In 2026 I worked with a payments platform serving India (anonymized here). The hot path is real-time payment-handle validation — checking a VPA before money moves. Normal load sits around 50 TPS, but the platform had to be ready for peaks of 200 TPS. The multiplier that makes that hard: each transaction fans out into 3–4 downstream API calls, so 200 TPS at the front door means roughly 800 requests per second of downstream traffic.

The stack: FastAPI services on AWS Fargate (2 vCPU tasks) with Aurora Serverless v2 in ap-south-1. At 50 TPS, per-request database reads for reference data and auth are invisible. At four times that, with the fan-out on top, they become the bottleneck — and every wasted connection and duplicate write gets multiplied too.

The architecture

the cheapest request is the one you never make — two in-process TTL caches absorb read-mostly lookups so a 200 TPS peak (≈800 req/s downstream) never stampedes Aurora.

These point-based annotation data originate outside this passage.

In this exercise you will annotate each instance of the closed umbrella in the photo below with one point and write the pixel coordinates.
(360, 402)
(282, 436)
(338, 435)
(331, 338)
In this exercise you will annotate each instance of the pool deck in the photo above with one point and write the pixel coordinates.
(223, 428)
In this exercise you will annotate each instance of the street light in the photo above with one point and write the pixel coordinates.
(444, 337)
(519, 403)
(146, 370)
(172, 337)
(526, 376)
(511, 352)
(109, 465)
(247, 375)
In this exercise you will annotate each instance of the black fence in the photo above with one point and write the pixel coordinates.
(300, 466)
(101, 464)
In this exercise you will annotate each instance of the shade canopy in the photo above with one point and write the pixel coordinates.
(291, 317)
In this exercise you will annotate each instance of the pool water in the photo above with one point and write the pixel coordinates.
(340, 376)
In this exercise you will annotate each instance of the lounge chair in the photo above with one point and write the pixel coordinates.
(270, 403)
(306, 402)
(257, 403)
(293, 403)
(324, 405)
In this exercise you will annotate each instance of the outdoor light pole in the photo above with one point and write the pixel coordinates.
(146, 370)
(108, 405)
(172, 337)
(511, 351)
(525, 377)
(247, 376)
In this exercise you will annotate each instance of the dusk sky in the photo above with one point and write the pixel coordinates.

Three workstreams, all on the hot path.

In-memory TTL caching for reference data and auth. The lookups that ran on every request — reference data that changes rarely, auth material consulted constantly — moved into per-task in-memory caches with TTLs. No Redis tier: this data is read-mostly, kilobytes in scale, and tolerates short staleness, so in-process is both the fastest and the operationally cheapest option.

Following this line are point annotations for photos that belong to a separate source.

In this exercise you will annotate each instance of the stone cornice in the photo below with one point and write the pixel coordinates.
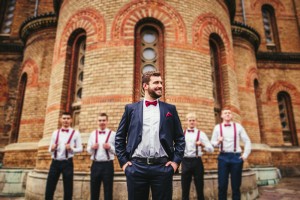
(278, 56)
(11, 48)
(242, 30)
(231, 7)
(56, 6)
(33, 24)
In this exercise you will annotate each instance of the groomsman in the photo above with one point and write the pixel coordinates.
(227, 136)
(101, 146)
(192, 166)
(65, 142)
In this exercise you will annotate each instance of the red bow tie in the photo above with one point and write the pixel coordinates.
(148, 103)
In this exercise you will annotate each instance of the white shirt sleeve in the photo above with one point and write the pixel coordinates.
(215, 136)
(111, 141)
(91, 143)
(77, 148)
(204, 139)
(52, 141)
(247, 143)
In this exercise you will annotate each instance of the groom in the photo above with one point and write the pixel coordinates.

This is where the ORM bit me. SQLAlchemy entities must be expunged from their session before they’re cached. Cache a live entity and it keeps a reference to a session that’s about to close; a later request touches a lazy-loaded attribute on the cached object and raises DetachedInstanceError — intermittently, and only on cache hits, which makes it look haunted. The fix is to expunge objects from the session (or map them to plain DTOs) before they enter the cache, so nothing cached holds a pointer to a dead session.

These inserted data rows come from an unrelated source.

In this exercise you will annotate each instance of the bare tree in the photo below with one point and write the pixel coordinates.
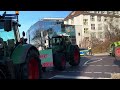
(39, 38)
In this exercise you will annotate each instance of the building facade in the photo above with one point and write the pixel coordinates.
(38, 32)
(90, 24)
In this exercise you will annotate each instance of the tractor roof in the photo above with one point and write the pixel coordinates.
(60, 34)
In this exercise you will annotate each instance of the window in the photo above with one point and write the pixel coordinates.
(117, 20)
(100, 35)
(85, 30)
(104, 12)
(92, 18)
(72, 21)
(99, 12)
(105, 19)
(93, 26)
(99, 26)
(91, 11)
(93, 34)
(116, 12)
(85, 21)
(99, 18)
(110, 12)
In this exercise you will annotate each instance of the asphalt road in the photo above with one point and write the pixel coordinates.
(91, 67)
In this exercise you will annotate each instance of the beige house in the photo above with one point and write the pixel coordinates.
(90, 24)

Connection-pool tuning. Aurora has a finite connection budget, and every Fargate task brings its own pool — the real number is tasks × (pool size + overflow). I sized pools against the 2 vCPU task profile and the scale-out ceiling, so a traffic spike adds tasks without stampeding the database, then validated the sizing under load instead of trusting the spreadsheet.

Idempotency on writes. Payments retry — client timeouts, gateway retries, users double-tapping. Every write path got idempotency keys, so a retried request returns the original result instead of creating a second one. At peak, retries aren’t an edge case; they’re a standing fraction of traffic, and “mostly doesn’t double-write” is not a property a payments system gets to have.

Decisions that mattered

In-process cache over a cache tier. Adding Redis would have added a network hop and an operational dependency to serve data measured in kilobytes. TTL staleness is acceptable for reference data; anything correctness-critical stays on the database. Pick the boring tier that matches the data.

Detach before you cache. The DetachedInstanceError lesson generalizes: an ORM entity is not a value, it’s a live view over a session. A cache boundary must hold values. Expunge or convert to DTOs at that boundary, every time.

Size for the fan-out, not the front door. The headline number is 200 TPS, but the system that has to survive is the ~800 req/s behind it. Capacity planning is multiplication, and the multiplier hides downstream.

Validate the target before the peak. The load tests ran at the 200 TPS profile with the full 3–4× downstream fan-out, ahead of peak events — finding the pool exhaustion and cache misses in a test harness instead of during a payment spike.

Numbers

200 TPS peak target — designed and load-validated
~800 req/s of downstream calls at peak (3–4 API calls per transaction)
~50 TPS normal load, i.e. 4× headroom engineered into the hot path
AWS Fargate 2 vCPU tasks + Aurora Serverless v2, ap-south-1

I’m deliberately not quoting measured production-peak latencies here. The honest claim — and the deliverable — is that the hot path was designed for and load-validated at the 200 TPS target before it was needed.

Lessons

The cheapest request is the one you never make. The biggest capacity win wasn’t exotic — it was refusing to re-read unchanging data hundreds of times a second.

ORM session lifecycles and cache lifetimes run on different clocks. Any object that outlives a request must be detached from request-scoped machinery, or it will fail later, intermittently, in the way that’s hardest to debug.

And honest framing is an engineering deliverable. “Load-validated for 200 TPS” is a claim I can defend in a postmortem; an extrapolated production number is not. Payments work, more than most domains, rewards saying exactly what you know — in your systems and in your write-ups.